Unforunately I am a bit of a rubbish mother on the sweets and treats front, so bribery would have to be on a truly stupendous scale to be effective.

Had a chat with DS about it before he went to bed, and he told me that so long as I don't take him to the doctor tomorrow, he won't try to kill me.

FLIER Wed 22-Aug-07 16:51:36

how did your ds get on, policywonk?

policywonk Wed 22-Aug-07 18:52:56

Oh, it was VERY irritating. I took Layla's approach and told him about it in a fairly matter-of-fact way, and he actually responded quite well and walked with me to the GP quite calmly (last time I had to take him there I had to carry him, kicking and screaming). Anyway, when we got there, it turned out they'd made a bleedin mistake with the appointment, and now we have to wait for another one. Aaaargh!

But thanks for asking.

FLIER Wed 22-Aug-07 18:55:43

what a shame and how very irritating for you and your ds.
My ds got his booster just last week and it was quite a shock for him, getting them in the arms, as of course any he had had previously had been on the hip.
Hope he's alright when he eventually get it.

onthefarm Wed 22-Aug-07 19:47:49

For when you get your next appointment(!) - With my dd I wrapped up a dress I had bought her and sat in the drs with this massive pressie - she was fine - couldn't wait to have the injection so she could get her dress.

flamingtoaster Wed 22-Aug-07 20:01:59

Glad you at least made progress with the walking there - with luck he might be OK next time. Good luck.

policywonk Wed 22-Aug-07 20:21:05

Thank you, ladies

That's a good one, onthefarm! He does love a prezzie.

Monkeybar Wed 22-Aug-07 20:34:50

Slightly irrelevant (sp?) but stick with me - I used to work in the animal behaviour field and attended quite a lot of talks by vets on the subject. They all agreed that the reason a lot of dogs are terrified of the vets is that they only go in the building when they're poorly, or in pain, or about to have something unpleasant happen to them. The advice was that it was a good idea to take the dog into the vets, if ever you were passing, and then give them a treat in there (or better still, have the receptionist or vet nurse give them a treat).
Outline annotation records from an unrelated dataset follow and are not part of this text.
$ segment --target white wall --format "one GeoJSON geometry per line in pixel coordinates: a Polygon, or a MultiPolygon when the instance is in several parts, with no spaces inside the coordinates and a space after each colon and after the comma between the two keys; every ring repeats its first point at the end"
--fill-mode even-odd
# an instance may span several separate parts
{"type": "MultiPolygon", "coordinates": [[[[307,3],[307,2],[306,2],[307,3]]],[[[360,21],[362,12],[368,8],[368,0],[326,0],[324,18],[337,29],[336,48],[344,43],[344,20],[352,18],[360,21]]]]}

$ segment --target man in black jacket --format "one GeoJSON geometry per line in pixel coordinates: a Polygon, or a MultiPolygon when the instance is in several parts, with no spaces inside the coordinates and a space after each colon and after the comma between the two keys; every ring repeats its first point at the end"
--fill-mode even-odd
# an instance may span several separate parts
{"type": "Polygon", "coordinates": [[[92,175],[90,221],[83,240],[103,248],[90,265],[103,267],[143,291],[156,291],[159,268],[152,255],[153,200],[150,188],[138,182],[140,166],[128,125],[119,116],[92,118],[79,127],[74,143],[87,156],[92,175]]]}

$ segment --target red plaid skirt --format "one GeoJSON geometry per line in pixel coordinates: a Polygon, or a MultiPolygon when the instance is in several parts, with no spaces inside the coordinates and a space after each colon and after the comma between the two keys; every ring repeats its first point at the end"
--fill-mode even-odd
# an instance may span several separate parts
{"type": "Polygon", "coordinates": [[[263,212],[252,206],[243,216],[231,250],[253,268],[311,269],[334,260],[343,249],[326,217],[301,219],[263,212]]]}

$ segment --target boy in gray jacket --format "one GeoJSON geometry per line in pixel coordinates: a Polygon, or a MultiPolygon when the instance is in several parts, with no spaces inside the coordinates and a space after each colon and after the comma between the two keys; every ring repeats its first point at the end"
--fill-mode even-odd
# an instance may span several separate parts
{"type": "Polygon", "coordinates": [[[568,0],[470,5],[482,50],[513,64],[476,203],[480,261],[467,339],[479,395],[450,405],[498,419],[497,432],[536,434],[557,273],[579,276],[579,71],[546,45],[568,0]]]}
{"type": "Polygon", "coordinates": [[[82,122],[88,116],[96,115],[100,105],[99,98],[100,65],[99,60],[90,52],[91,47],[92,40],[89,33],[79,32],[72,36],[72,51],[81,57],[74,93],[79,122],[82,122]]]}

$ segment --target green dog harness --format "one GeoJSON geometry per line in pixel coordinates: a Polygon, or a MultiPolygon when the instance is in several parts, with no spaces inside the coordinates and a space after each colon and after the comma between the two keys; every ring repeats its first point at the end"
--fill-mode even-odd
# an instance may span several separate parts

That way, when they had to go in for treatment, they would have a 'bank' of positive experiences to help to counteract the bad one.
The point I'm trying to make (badly!) is that going today and your ds NOT having to have anything nasty done is probably a really good thiing in terms of how he feels about the doctors. Good luck for next time.

policywonk Wed 22-Aug-07 21:19:21

Thanks, monkeybar

I did think for a minute that you were advising me to take DS in there randomly and feed him sweets in the waiting room

Although I suppose that wouldn't be the worst idea if he was really hysterical about it...

Reallytired Wed 22-Aug-07 21:19:32

I did not tell my son he was going to be jabbed.

I bought my son a power rangers comic. I read him the stories. He didn't even notice the first jab. When he had the second jab he said "Thats not very nice to the nurse". I swiftly took the cheap toy of the front of the power ranger comic and it distracted him befoe he even cried.